Evaluating Seagrass Protection Initiatives in Redfish Bay – Part I

Perry Trial | Ecosystem Leader | Corpus Christi Bay System
Evaluating Seagrass Protection Initiatives in Redfish Bay – Part I
If you’re boating in redfish bay this summer, be sure to watch out for divers! Biologists from the Texas Parks and Wildlife Department (TPWD) will be in the water working to evaluate the effectiveness of efforts to protect seagrasses within the Redfish Bay State Scientific Area (RBSSA).

In the 1990s, it was recognized that propeller scars left by boats were causing significant damage to shallow seagrass flats. When a boater runs in water that’s too shallow, the boat’s propeller can cut into the roots of seagrass plants, leaving what is known as a prop scar across the bay bottom. Studies show that seagrass beds can take anywhere from several months to several years to recover following damage caused by a propeller. Depending on the species of seagrass and physical conditions, some prop scars may never recover. Extensive prop scarring may lead to fragmentation of seagrass beds thus diminishing their value as habitat for fish and other marine creatures.

In June 2000, the Texas Parks and Wildlife Commission (TPWC) designated Redfish Bay a state scientific area to encourage protection of seagrasses. Efforts to address the problem through education, outreach, and the establishment of voluntary no-prop zones were largely unsuccessful. In May 2006 a new regulation was adopted by the TPWC which prohibits the uprooting of seagrasses by submerged propellers within the RBSSA. The regulation reads as follows:
“Within Redfish Bay State Scientific Area no person shall cause or allow seagrass to be uprooted or dug out from the bay bottom by a submerged propeller. Boaters will be in violation of the regulation if they uproot seagrass with a submerged propeller and can be fined up to $500 (Class C misdemeanor).”

This regulation does not restrict access to any part of RBSSA but places the responsibility of protecting valuable seagrasses in the hands of boaters. The Coastal Fisheries Division (CF) of TPWD undertook a comprehensive public outreach campaign including personal contact, group presentations, distribution of printed materials, newspaper and magazine articles, TV and radio interviews, public service announcements, signage around the bay, and postings on the TPWD website. An estimated 8 million people have been reached through this campaign. During the first year of the regulation TPWD game wardens emphasized education by issuing only verbal and written warnings. In June 2007, the first citation was issued. As of February 2008, 9 citations have been issued, all of which have resulted in convictions/fines.
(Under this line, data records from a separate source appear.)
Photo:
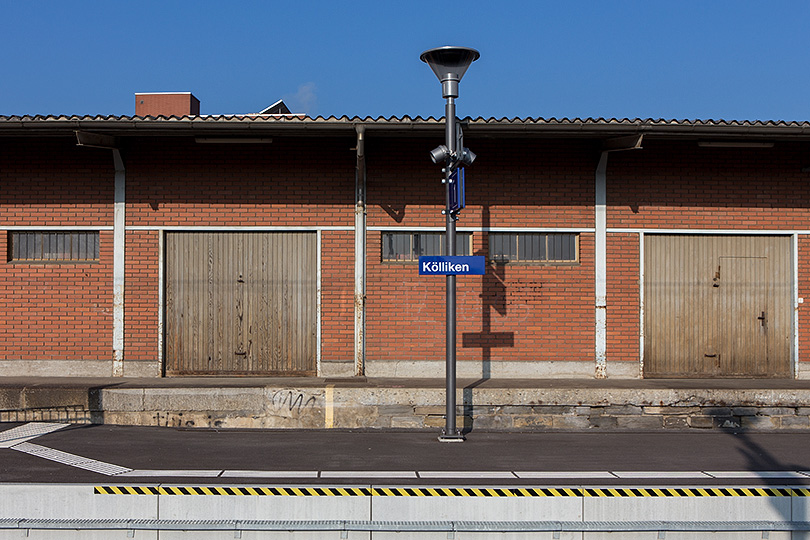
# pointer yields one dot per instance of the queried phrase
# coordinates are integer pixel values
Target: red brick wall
(289, 182)
(141, 293)
(623, 297)
(514, 312)
(52, 182)
(55, 311)
(680, 185)
(804, 292)
(337, 296)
One technique of the five-year study to protection regulations in RBSSA is to use divers to actually count scars in the water. Each summer of the past 3 years, divers have collected data along 35 randomly selected transects (lines) located in RBSSA. Divers mark the location of prop scars over these 100-meter long lines. Secondary observations are made from the surface to validate what was seen in the water. The total number of propeller scars at each 100-meter line, information about each scar, and information about habitat surrounding each scar are recorded. Following the observation of new scars, the locations of scars detected in the previous year are re-examined to evaluate scar recovery. So far, the results have been encouraging. From 2005, prior to the regulation taking effect, to 2006 there was no change in the level of prop scarring in RBSSA. From 2006 to 2007 following a year of education and enforcement, there was a 69% reduction in the average number of scars! Furthermore, 80% of the scars observed in 2006 had recovered by 2007! This is especially have shown that scars in turtle grass beds are typically very slow to recover.
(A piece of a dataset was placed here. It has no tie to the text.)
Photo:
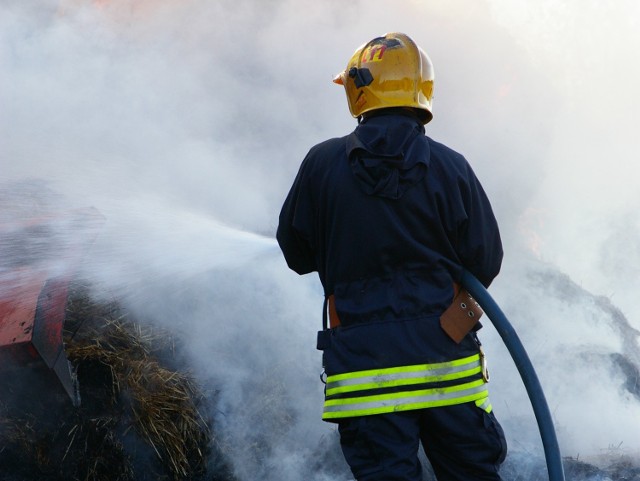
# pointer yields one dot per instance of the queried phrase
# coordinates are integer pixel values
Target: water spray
(527, 372)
A number of things can possibly explain the reduction in prop scarring observed in 2007. Observations by TPWD biologists and game wardens indicate that the regulation, along with the education and outreach, has significantly altered the behavior of boaters in RBSSA. Many boaters appear to be boating more responsibly in the area by traveling in deep water when possible, using a push-pole, a trolling motor (trolling motors are exempt from the regulation), or simply drifting with the wind when in shallow areas.
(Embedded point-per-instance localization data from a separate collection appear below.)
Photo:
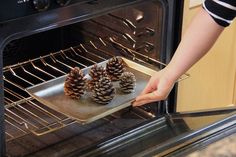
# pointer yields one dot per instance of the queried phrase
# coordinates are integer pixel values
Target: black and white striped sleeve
(222, 11)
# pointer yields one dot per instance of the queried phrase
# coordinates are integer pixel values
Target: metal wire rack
(24, 114)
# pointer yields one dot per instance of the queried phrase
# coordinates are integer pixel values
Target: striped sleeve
(222, 11)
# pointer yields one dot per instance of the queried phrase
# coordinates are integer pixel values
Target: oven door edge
(170, 135)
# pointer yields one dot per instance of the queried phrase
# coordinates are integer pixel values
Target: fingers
(140, 103)
(150, 87)
(147, 98)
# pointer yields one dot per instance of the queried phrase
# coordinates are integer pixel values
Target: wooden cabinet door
(212, 81)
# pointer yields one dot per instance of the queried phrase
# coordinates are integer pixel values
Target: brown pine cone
(115, 67)
(96, 73)
(127, 82)
(74, 86)
(104, 91)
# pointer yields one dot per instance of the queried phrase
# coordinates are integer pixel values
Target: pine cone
(115, 67)
(104, 91)
(75, 83)
(127, 82)
(96, 74)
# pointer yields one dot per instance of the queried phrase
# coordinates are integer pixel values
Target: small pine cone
(115, 67)
(74, 86)
(127, 82)
(104, 91)
(96, 74)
Biologists will continue to monitor prop scarring and boating activity in RBSSA for the next two years using the diving technique. An aerial photography component of the study will be described in Part II of this series of articles. We are hopeful that we will continue to observe responsible boater behavior as well as reductions in prop scarring in RBSSA. In the meantime, come and enjoy this unique and beautiful body of water. Just remember to be respectful of our natural resources, do your part to protect our valuable seagrass habitat, and by all means, watch out for divers!